When most people talk about depression, they’re often referring to feelings of numbness, loss of interest, and mental impairment to one’s quality of life. Depression is one of the most commonly occuring illnesses worldwide, affecting approximately 280 million people worldwide. It’s also one of the most hidden illnesses due to how difficult it is to spot on the surface. When it comes to family members, it can be even harder to spot and handle. Caring for loved ones with depression can be a highly emotional experience. Still, it’s essential to be aware of how depression can affect everyone involved to be able to recognize it and seek out help.
Depression within the Family Dynamic
While most depictions of depression present clear-cut signs, such as isolation, expressionless facial features, and lack of energy, most people who have depression often don’t exhibit those behaviors all the time. For some, depression is a real, present, everyday part of their lives, even when they’re seen laughing and enjoying life. It’s considered a hidden illness because it can be felt during all hours of the day, and for family members looking for signs, it can be hard to spot unless explicitly told. That’s because depression still has some stigmas surrounding it, and because of the extent of this illness, it can also be hard to talk about if you don’t understand it.
Many therapists understand the results of depression and how it can cause long-term harm to families. In the British Journal of General Practice, studies have shown that family members with depression had a higher illness severity score than families who don’t, implying that families with depression are at more risk of developing chronic illnesses. But even then, handling depression in one’s personal life can present huge struggles if you don’t know what to look for.
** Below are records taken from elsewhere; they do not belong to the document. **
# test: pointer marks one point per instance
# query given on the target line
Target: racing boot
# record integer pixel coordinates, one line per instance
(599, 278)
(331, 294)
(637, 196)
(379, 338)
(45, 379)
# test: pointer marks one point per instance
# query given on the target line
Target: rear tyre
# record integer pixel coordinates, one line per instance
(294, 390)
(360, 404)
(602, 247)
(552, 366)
While the obvious signs such as helplessness, skipping meals, loss of interest and heavy signs of fatigue can easily occur, many of the symptoms associated with depression can often occur in degrees. Depression symptoms can appear like a scale, where somedays a person with depression can be able to enjoy activities but still experience the side effects of numbness and emptiness within those moments. Those sensations can lead to canceled activities, poor communication, and overall disinterest in one’s personal environment on worse days.
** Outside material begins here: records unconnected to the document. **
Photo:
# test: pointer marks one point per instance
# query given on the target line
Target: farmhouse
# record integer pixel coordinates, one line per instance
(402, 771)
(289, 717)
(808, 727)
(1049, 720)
How Family Therapy Can Help Your Depression
One important thing to be aware of is that depression still contains many stigmas, where people with depression are seen as lazy, dramatic, or overtly-sensitive. These stigmas can still exist in family dynamics. Still, it’s only with direct conversations about these stigmas that families can provide an accepting environment for their loved ones and help their loved ones receive the help they need. That’s where family therapy can come in to help.
Family therapy can work to help find stressors, environmental factors, and personal points in one’s life to address common mental illnesses such as depression, anxiety, and PTSD. These family sessions can help your loved ones better understand depression and how it affects everyone involved and can be used to teach people how to respond to its symptoms for overall better life.